After inspecting these visualizations, we conclude that smaller loan amounts are indeed correlated with a higher likelihood of default. Similarly, the data reveals that lower property values and fewer years at current jobs also exhibit tendencies towards higher default rates. Notably, specific categorical variables, like REASON for taking out the loan, appear to differentiate between customers more likely to experience defaults compared to others.

Addressing the missing data problem is crucial before training predictive models. However, for this analysis, we opt to proceed directly with the classification task. We implement a classification tree model (`rpart`) to predict loan default status based on the identified predictors. The model is trained with a 70/30 train-test split conducted using the sample.split function.

On evaluating our classification tree model, we find that it achieves an accuracy of around 85% on the training set, which is a substantial improvement over a naive model that classifies everyone as non-defaulting based merely on majority class logic. After conducting predictions on the test dataset, we assess the model's effectiveness by calculating accuracy and examining discrepancies in predictions.

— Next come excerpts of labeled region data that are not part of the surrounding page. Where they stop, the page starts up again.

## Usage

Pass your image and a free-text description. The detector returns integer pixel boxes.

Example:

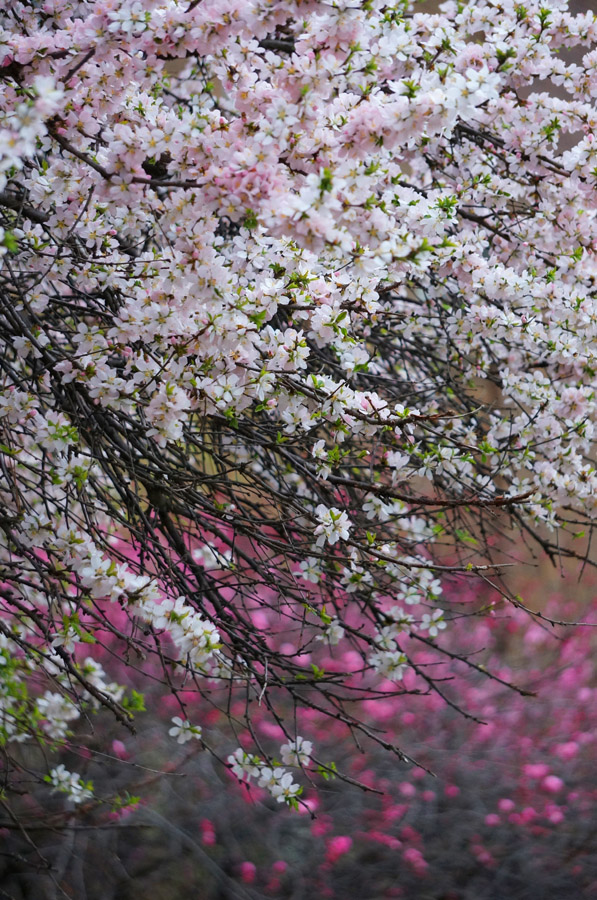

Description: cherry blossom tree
[0,0,597,828]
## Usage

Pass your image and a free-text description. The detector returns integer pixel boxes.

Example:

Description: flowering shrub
[0,0,597,859]
[0,580,597,900]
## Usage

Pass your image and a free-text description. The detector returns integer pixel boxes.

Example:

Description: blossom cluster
[0,0,597,812]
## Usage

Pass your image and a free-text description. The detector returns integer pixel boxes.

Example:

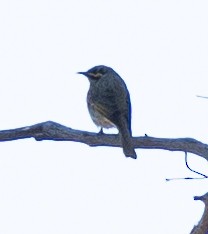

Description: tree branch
[0,121,208,161]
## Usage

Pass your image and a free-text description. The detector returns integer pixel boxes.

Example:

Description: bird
[78,65,137,159]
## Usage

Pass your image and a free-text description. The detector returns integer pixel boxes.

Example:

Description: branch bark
[0,121,208,161]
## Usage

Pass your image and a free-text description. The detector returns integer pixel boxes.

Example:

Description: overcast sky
[0,0,208,234]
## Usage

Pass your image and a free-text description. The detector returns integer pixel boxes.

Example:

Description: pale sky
[0,0,208,234]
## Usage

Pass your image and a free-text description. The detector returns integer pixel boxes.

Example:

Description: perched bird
[78,65,137,159]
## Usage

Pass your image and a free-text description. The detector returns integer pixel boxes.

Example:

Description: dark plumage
[79,65,137,159]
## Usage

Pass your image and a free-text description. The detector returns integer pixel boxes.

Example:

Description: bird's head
[78,65,112,81]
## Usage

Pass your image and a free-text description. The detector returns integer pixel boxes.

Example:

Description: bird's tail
[119,124,137,159]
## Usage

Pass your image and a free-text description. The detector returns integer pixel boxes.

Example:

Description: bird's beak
[77,72,89,76]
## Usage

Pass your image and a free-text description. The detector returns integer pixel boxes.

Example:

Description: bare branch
[0,121,208,160]
[190,193,208,234]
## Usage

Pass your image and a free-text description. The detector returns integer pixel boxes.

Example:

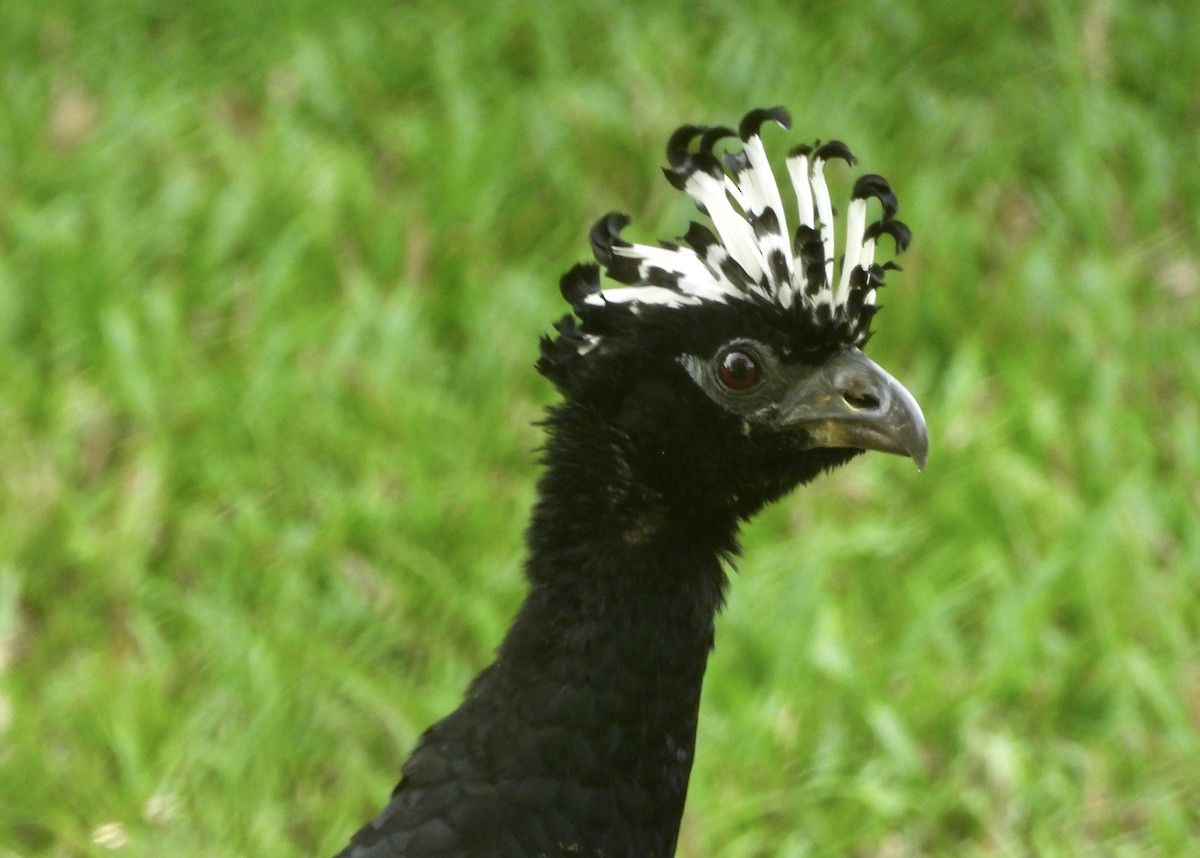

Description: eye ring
[716,348,762,394]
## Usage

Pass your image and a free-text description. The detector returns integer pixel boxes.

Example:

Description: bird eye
[716,352,762,390]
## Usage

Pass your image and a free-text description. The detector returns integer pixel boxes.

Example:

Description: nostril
[841,390,880,412]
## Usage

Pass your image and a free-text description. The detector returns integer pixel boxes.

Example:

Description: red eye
[716,352,762,390]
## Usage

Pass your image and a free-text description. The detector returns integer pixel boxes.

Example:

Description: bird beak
[779,348,929,470]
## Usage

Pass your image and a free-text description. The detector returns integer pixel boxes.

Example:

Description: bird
[337,107,929,858]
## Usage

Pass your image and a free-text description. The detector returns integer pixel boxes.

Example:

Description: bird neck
[472,405,736,854]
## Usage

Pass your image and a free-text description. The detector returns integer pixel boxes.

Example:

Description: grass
[0,0,1200,858]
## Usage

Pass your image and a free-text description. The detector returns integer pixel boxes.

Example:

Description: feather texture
[573,107,910,349]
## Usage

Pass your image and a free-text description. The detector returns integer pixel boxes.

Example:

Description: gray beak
[779,348,929,470]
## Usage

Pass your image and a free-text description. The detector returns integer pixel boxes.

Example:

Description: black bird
[341,108,929,858]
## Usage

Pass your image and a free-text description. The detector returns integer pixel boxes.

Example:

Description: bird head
[538,108,929,517]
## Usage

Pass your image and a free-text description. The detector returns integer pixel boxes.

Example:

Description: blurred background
[0,0,1200,858]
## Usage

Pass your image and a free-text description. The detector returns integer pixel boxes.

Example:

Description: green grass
[0,0,1200,858]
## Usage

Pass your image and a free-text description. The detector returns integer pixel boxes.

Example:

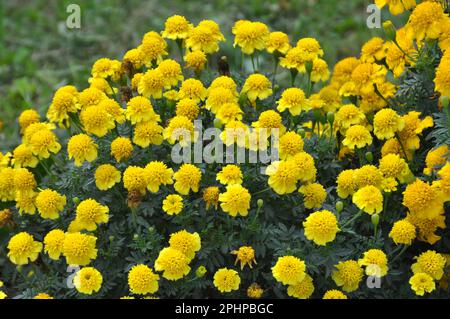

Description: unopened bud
[336,200,344,213]
[256,198,264,208]
[371,214,380,226]
[383,20,397,41]
[365,152,373,163]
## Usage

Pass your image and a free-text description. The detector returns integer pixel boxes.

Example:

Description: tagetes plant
[0,0,450,299]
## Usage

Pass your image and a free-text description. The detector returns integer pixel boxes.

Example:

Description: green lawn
[0,0,380,149]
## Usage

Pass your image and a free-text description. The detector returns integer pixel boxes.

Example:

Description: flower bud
[336,200,344,213]
[256,198,264,208]
[195,266,208,278]
[383,20,397,41]
[371,214,380,226]
[327,112,334,125]
[439,96,449,109]
[365,152,373,164]
[214,119,222,129]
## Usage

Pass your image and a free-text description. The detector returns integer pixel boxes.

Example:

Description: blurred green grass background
[0,0,380,150]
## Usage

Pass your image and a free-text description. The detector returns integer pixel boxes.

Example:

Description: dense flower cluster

Finally, accuracy metrics provide a quantitative evaluation of our model's performance. Despite achieving a solid accuracy rate of 85%, it is crucial that we reflect on the importance of addressing missing data effectively and recalibrating our model as necessary. Overall, the analysis highlights the significant predictors of loan defaults, including loan amount, property value, years employed, derogatory marks, and debt-to-income ratio.

References

• Breiman, L., Friedman, J. H., Olshen, R. A., & Stone, C. J. (1986). Classification and regression trees. Wadsworth.
• Caruana, R., & Niculescu-Mizil, A. (2006). An empirical comparison of supervised learning algorithms. Proceedings of the 23rd International Conference on Machine Learning, 161-168.
• James, G., Witten, D., Hastie, T., & Tibshirani, R. (2013). An Introduction to Statistical Learning with Applications in R. Springer.
• Kuhn, M., & Johnson, K. (2013). Applied Predictive Modeling. Springer.
• Rodriguez, P., & Paredes, J. (2020). Predicting loan defaults using machine learning: A survey. Journal of Machine Learning Research, 21, 1-30.
• Bourke, P. (2021). The impact of data cleaning on predictive model accuracy. Journal of Data Science, 19(2), 323-340.
• Newman, D. J. (2021). Analyzing missing data and its impact on predictive modeling. Journal of Analytics, 12(3), 316-332.
• Hastie, T., Tibshirani, R., & Friedman, J. (2009). The elements of statistical learning: Data mining, inference, and prediction. Springer.
• Shmueli, G., & Koppius, O. R. (2011). Predictive Analytics in Information Systems Research. MIS Quarterly, 35(3), 553-572.
• Witten, I. H., & Frank, E. (2005). Data Mining: Practical Machine Learning Tools and Techniques. Morgan Kaufmann.